What makes Chinese app data collection different from Western platforms?
Chinese platforms operate under China’s Data Security Law, Personal Information Protection Law, and the 2017 National Intelligence Law, which can compel companies to share data with state security agencies. Unlike EU-regulated platforms subject to GDPR consent and transfer rules, or US platforms under state privacy laws, Chinese apps face no equivalent obligation to resist government data requests.
Does using iQIYI or Bilibili outside Taiwan or China still carry data risks?
Yes. Global versions of these apps may route data through mainland Chinese servers, bringing that data within reach of Chinese intelligence law regardless of where the user is located.
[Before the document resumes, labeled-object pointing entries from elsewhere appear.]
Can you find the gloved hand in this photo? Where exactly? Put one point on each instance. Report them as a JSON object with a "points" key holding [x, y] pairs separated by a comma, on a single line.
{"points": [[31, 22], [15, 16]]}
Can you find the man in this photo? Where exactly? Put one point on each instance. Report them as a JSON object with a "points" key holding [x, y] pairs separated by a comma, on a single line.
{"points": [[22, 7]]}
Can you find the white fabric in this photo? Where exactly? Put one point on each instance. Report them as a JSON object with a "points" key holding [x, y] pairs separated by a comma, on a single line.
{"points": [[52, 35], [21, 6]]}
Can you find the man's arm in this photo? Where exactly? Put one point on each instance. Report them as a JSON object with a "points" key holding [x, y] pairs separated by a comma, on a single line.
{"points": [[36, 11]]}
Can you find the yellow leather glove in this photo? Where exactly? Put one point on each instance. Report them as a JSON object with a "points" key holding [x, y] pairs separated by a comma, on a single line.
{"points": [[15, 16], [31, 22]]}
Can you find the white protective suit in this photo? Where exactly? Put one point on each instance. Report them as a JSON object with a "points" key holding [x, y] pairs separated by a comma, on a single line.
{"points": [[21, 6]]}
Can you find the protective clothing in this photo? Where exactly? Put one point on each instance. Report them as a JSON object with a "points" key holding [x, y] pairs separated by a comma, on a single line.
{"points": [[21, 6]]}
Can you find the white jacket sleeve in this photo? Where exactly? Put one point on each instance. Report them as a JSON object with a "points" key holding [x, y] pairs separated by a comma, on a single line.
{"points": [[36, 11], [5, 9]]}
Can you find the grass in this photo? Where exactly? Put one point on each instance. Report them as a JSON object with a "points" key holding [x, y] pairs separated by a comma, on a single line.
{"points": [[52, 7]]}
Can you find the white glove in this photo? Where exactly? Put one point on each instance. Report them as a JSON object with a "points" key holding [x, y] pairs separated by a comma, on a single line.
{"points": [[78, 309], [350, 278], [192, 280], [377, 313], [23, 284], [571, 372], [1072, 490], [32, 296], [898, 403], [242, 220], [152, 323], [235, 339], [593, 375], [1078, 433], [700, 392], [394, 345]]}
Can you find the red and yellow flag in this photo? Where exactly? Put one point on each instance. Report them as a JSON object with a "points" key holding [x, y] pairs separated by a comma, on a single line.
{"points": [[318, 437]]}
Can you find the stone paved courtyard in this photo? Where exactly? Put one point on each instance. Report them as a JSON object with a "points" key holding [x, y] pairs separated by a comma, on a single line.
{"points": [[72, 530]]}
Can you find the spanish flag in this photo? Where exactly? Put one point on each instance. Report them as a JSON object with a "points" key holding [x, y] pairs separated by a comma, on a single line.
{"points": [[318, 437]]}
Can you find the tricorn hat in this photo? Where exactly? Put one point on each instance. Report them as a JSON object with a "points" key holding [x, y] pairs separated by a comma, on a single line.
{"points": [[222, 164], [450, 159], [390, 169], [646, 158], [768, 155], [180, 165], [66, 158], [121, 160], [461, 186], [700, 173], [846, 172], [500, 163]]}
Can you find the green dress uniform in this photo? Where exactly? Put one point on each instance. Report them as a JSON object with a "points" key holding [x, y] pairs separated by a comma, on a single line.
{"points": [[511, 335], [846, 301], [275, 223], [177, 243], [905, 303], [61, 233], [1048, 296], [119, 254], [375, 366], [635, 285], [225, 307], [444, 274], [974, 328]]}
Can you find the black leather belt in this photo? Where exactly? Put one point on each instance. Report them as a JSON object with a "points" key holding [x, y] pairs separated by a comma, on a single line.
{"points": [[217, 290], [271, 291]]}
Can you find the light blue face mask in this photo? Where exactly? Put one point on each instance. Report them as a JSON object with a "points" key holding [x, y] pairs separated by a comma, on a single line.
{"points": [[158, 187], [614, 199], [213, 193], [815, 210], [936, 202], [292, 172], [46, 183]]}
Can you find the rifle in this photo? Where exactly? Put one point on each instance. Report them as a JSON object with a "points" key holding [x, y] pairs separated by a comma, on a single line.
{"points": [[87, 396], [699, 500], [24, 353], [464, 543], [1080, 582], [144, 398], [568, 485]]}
Western users — including those in the EU — have limited legal recourse if their data is accessed by Chinese authorities through this mechanism, as GDPR enforcement does not extend to Chinese government action.
What is Taiwan waiting for before tightening its app regulations?
Watch for draft amendments to Taiwan’s Personal Data Protection Act or new cross-border data transfer rules from the Executive Yuan or NCC, expected within the 2025–2026 legislative term. Analysts also point to EU DSA enforcement actions against Chinese platforms as a potential benchmark that could give Taiwanese regulators political and legal cover to impose stricter platform-level obligations.
What practical steps can ordinary users take to reduce their exposure?
Deny non-essential app permissions including contacts, precise location, and microphone access. Avoid linking accounts via Facebook or Google. Use a separate email address and weakly associated phone number for Chinese app accounts. The most effective measure is isolating these apps on a secondary device with no corporate data access and minimal personal information stored on it.